“The thing that’s most important to us as an audio team is making sure that the person is always hearing the most important thing in the game at the time they’re supposed to hear it,” says Jay Weinland. “So when you’re firing your gun, that should be the most important thing that you hear in the game.”
Although Destiny’s weapons are far more futuristic than anything available today, Bungie took the opportunity to record real firearm audio in an area outside of Las Vegas. The M249 SAW, P90 submachine gun, and even a Barrett .50 caliber sniper rifle were all captured, but the studio also made use of an explosive substance called Tannerite, which was used for the game’s grenade detonations.
For the use of more subtle, mystical effects, musical instruments functioned perfectly. Sound designer Evan Buehler made use of a vibraphone and a cello bow to create soft, ringing tones that were used for energy fields and other more “magical” sounds.

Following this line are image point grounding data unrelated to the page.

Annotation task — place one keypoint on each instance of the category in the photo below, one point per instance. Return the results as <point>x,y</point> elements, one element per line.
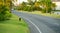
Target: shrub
<point>4,12</point>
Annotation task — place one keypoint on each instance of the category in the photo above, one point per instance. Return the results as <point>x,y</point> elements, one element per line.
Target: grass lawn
<point>44,14</point>
<point>13,26</point>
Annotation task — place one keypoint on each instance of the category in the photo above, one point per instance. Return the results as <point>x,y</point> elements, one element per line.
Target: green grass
<point>13,26</point>
<point>44,14</point>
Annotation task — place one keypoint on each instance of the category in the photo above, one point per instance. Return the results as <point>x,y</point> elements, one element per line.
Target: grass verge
<point>13,26</point>
<point>44,14</point>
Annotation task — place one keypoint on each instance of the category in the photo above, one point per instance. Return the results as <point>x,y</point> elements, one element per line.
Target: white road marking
<point>33,24</point>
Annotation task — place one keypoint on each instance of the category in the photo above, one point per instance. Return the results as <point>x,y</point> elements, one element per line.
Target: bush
<point>4,12</point>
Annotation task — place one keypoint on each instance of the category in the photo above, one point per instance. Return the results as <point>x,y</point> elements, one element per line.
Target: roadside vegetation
<point>14,25</point>
<point>10,23</point>
<point>42,7</point>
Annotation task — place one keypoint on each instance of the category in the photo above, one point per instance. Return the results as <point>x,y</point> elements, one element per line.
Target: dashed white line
<point>33,24</point>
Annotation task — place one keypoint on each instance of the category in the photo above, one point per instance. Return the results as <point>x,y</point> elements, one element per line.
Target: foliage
<point>47,6</point>
<point>4,12</point>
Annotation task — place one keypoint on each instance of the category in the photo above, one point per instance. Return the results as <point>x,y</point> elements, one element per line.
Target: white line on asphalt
<point>33,24</point>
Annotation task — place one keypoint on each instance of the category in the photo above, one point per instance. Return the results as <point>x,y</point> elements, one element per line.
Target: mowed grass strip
<point>14,26</point>
<point>44,14</point>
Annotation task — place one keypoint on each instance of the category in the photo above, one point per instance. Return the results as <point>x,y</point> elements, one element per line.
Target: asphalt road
<point>39,23</point>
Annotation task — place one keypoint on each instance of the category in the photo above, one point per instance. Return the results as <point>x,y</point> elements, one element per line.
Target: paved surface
<point>39,23</point>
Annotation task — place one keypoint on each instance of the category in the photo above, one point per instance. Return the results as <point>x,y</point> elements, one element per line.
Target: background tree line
<point>45,6</point>
<point>5,9</point>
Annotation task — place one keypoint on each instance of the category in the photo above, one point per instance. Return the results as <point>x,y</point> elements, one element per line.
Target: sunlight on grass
<point>44,14</point>
<point>13,26</point>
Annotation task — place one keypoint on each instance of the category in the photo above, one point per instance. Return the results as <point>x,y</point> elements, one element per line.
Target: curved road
<point>39,23</point>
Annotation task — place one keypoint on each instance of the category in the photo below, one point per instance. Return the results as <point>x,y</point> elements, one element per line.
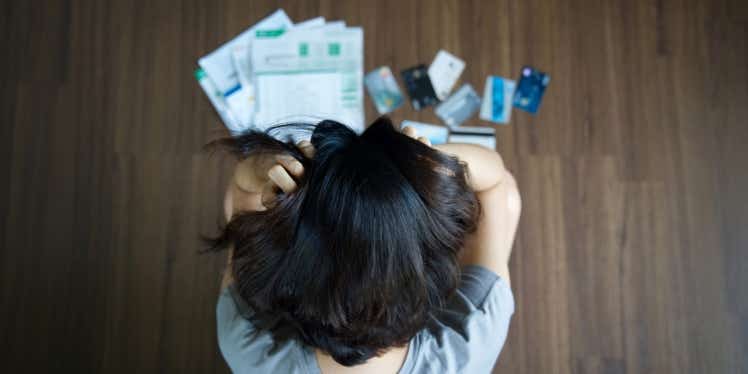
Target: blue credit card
<point>497,99</point>
<point>530,89</point>
<point>383,90</point>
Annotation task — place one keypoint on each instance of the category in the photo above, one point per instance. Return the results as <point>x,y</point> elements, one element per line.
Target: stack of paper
<point>277,72</point>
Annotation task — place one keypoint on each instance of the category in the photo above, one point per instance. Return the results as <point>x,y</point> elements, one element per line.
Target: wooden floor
<point>632,255</point>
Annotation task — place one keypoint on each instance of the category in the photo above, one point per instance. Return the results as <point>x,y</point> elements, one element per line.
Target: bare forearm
<point>485,166</point>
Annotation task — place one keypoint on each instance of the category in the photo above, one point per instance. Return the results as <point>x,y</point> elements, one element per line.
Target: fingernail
<point>297,167</point>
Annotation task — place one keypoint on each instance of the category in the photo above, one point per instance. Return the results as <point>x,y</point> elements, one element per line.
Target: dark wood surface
<point>632,251</point>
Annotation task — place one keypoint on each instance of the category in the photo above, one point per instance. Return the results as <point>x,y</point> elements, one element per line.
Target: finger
<point>268,195</point>
<point>292,165</point>
<point>280,177</point>
<point>306,148</point>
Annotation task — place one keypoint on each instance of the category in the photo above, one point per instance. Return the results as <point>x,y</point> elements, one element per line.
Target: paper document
<point>276,70</point>
<point>315,72</point>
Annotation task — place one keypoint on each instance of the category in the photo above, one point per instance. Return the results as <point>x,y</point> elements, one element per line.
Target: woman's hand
<point>257,180</point>
<point>491,244</point>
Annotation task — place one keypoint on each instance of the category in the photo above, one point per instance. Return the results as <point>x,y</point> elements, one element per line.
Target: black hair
<point>358,257</point>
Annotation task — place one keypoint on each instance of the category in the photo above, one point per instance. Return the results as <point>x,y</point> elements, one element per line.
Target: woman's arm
<point>255,181</point>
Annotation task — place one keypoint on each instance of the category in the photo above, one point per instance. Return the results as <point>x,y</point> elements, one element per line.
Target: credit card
<point>419,87</point>
<point>459,107</point>
<point>530,89</point>
<point>435,134</point>
<point>383,89</point>
<point>485,136</point>
<point>497,99</point>
<point>444,72</point>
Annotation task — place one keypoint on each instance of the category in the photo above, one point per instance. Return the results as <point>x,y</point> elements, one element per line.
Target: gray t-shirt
<point>465,337</point>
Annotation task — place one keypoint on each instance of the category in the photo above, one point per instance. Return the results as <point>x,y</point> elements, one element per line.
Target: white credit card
<point>459,107</point>
<point>485,136</point>
<point>444,72</point>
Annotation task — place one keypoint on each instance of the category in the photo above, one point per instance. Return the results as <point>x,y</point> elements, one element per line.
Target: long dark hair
<point>355,259</point>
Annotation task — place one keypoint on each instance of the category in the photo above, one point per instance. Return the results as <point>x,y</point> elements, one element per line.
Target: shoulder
<point>469,333</point>
<point>248,349</point>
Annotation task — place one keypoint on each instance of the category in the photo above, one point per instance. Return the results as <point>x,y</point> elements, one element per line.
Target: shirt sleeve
<point>491,305</point>
<point>471,329</point>
<point>245,348</point>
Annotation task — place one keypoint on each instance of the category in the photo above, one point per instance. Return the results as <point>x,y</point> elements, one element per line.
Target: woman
<point>375,253</point>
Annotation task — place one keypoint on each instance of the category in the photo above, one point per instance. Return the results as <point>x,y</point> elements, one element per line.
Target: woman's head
<point>358,256</point>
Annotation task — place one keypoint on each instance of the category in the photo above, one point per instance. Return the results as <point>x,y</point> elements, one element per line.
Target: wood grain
<point>632,250</point>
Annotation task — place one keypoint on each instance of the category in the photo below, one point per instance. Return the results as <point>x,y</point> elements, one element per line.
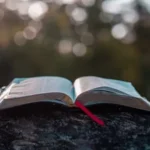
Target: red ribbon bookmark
<point>92,116</point>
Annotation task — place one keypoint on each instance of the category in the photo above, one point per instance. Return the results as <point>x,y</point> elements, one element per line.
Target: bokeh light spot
<point>37,10</point>
<point>65,46</point>
<point>79,14</point>
<point>30,33</point>
<point>79,49</point>
<point>119,31</point>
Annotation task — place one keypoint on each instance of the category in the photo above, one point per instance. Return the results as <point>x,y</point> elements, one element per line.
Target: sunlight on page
<point>40,85</point>
<point>84,84</point>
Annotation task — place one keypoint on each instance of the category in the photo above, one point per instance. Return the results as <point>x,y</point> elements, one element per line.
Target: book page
<point>84,84</point>
<point>40,85</point>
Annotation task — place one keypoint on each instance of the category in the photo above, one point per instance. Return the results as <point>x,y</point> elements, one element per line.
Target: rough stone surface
<point>54,127</point>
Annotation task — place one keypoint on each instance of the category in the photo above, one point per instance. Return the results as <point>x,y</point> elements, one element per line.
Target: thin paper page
<point>84,84</point>
<point>40,85</point>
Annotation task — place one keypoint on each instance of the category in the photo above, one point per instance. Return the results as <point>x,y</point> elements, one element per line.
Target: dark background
<point>73,38</point>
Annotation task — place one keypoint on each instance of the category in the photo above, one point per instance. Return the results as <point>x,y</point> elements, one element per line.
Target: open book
<point>89,90</point>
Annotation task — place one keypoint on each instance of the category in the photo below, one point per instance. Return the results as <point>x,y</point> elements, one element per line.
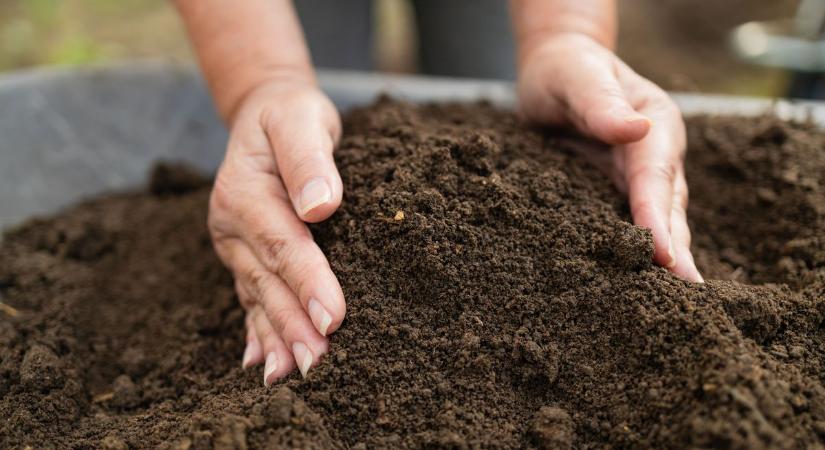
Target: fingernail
<point>637,118</point>
<point>249,353</point>
<point>320,317</point>
<point>270,367</point>
<point>670,254</point>
<point>315,193</point>
<point>303,357</point>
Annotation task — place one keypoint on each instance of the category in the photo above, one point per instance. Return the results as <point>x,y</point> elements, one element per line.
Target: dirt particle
<point>41,368</point>
<point>553,428</point>
<point>124,393</point>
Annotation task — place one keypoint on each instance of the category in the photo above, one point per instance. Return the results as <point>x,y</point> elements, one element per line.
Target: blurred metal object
<point>797,45</point>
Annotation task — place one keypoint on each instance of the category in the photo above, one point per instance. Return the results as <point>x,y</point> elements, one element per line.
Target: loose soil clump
<point>498,296</point>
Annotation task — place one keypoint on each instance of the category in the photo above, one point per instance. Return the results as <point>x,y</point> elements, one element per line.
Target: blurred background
<point>679,44</point>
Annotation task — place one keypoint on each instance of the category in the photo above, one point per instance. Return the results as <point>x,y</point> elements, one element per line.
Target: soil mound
<point>511,305</point>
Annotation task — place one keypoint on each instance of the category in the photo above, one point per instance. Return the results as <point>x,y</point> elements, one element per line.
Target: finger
<point>596,101</point>
<point>253,354</point>
<point>279,360</point>
<point>302,140</point>
<point>280,241</point>
<point>651,166</point>
<point>283,311</point>
<point>685,266</point>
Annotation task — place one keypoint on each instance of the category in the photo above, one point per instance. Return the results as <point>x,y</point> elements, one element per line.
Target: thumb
<point>303,141</point>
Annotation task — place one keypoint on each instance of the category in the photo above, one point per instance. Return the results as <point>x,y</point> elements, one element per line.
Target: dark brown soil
<point>513,306</point>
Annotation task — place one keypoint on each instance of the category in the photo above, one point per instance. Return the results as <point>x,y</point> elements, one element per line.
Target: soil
<point>511,305</point>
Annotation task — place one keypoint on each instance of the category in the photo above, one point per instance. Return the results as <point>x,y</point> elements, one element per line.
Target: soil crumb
<point>498,297</point>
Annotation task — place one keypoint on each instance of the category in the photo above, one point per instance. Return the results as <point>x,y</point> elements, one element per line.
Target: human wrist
<point>249,86</point>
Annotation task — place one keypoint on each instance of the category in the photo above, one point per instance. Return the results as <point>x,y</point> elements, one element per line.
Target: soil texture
<point>498,297</point>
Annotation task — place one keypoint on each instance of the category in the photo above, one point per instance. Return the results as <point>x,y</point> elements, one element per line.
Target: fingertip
<point>252,354</point>
<point>686,267</point>
<point>318,199</point>
<point>635,127</point>
<point>625,127</point>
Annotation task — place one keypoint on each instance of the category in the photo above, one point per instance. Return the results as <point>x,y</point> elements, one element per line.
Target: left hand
<point>570,78</point>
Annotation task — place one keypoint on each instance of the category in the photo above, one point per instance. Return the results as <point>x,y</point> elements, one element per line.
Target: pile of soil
<point>512,306</point>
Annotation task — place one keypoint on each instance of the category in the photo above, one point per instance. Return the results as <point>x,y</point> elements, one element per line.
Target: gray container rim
<point>70,133</point>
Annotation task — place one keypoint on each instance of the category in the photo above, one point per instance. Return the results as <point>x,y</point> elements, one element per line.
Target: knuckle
<point>662,170</point>
<point>278,252</point>
<point>257,284</point>
<point>283,318</point>
<point>268,336</point>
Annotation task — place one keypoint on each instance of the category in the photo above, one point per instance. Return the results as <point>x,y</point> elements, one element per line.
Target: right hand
<point>279,173</point>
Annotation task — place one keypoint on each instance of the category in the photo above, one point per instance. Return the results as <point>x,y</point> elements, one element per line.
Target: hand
<point>571,79</point>
<point>277,174</point>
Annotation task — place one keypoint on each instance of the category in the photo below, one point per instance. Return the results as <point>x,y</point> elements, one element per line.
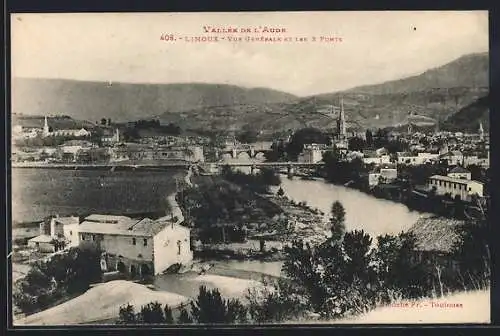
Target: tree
<point>169,318</point>
<point>184,317</point>
<point>305,136</point>
<point>369,138</point>
<point>127,315</point>
<point>280,192</point>
<point>247,136</point>
<point>337,221</point>
<point>152,313</point>
<point>210,307</point>
<point>277,305</point>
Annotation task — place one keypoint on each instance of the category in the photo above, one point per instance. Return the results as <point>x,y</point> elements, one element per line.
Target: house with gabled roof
<point>139,248</point>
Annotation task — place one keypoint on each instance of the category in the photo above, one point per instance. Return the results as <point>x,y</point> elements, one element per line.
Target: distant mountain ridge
<point>437,93</point>
<point>125,101</point>
<point>467,71</point>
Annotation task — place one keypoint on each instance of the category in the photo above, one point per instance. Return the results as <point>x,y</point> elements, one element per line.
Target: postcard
<point>250,168</point>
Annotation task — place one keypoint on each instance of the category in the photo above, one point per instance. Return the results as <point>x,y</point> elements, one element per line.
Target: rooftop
<point>107,218</point>
<point>459,169</point>
<point>42,239</point>
<point>451,179</point>
<point>144,228</point>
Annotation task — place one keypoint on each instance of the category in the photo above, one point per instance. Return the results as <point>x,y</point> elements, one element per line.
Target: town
<point>294,182</point>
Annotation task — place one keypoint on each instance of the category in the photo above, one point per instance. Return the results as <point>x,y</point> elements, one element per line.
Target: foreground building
<point>136,247</point>
<point>455,187</point>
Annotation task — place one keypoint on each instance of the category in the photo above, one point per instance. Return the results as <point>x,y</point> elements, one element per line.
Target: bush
<point>64,274</point>
<point>184,317</point>
<point>210,307</point>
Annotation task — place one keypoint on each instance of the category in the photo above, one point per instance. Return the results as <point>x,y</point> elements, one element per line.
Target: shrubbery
<point>64,274</point>
<point>349,274</point>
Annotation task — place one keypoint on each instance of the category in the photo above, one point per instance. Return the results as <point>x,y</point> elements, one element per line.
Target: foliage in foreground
<point>349,274</point>
<point>67,273</point>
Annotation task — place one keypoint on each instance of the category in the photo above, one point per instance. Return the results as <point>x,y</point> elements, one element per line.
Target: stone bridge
<point>251,149</point>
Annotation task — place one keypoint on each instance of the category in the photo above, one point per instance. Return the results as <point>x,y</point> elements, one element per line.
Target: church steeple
<point>341,120</point>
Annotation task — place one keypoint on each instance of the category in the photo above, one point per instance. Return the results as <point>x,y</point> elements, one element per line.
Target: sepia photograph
<point>249,168</point>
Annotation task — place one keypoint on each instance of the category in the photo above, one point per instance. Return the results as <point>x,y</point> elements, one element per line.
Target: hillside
<point>468,118</point>
<point>467,71</point>
<point>56,122</point>
<point>437,93</point>
<point>123,102</point>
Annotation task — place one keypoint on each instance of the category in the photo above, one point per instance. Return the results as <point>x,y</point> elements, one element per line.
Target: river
<point>38,193</point>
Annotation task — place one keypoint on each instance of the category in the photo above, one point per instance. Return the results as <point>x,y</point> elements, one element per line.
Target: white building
<point>419,159</point>
<point>459,173</point>
<point>111,138</point>
<point>377,159</point>
<point>137,247</point>
<point>455,187</point>
<point>311,154</point>
<point>82,132</point>
<point>453,158</point>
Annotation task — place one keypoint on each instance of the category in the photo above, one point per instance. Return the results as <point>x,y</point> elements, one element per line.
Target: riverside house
<point>139,248</point>
<point>457,188</point>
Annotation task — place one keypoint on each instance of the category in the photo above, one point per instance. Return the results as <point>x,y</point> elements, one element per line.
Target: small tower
<point>341,121</point>
<point>45,127</point>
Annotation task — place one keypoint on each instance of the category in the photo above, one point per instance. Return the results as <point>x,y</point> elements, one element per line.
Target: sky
<point>127,47</point>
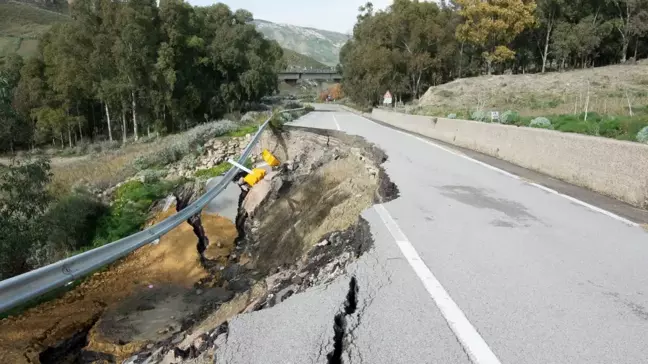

“Bungie has gotten so much bigger, but Bungie still maintains the philosophy of ‘iteration until it’s right,'” says audio director C Paul Johnson. “There’s a system there to build on and there’s a lot of depth to that.”
It’s pretty remarkable to see what Bungie has been able to accomplish with Destiny‘s audio since parting ways with longtime audio director and composer Martin O’Donnell. O’Donnell claimed he was “terminated without cause” after completing his work on the original game, and won a lawsuit last September against Bungie CEO Harold Ryan for unpaid wages and lost shares. He’s currently working with new studio Highwire games on the PlayStation VR-exclusive Golem.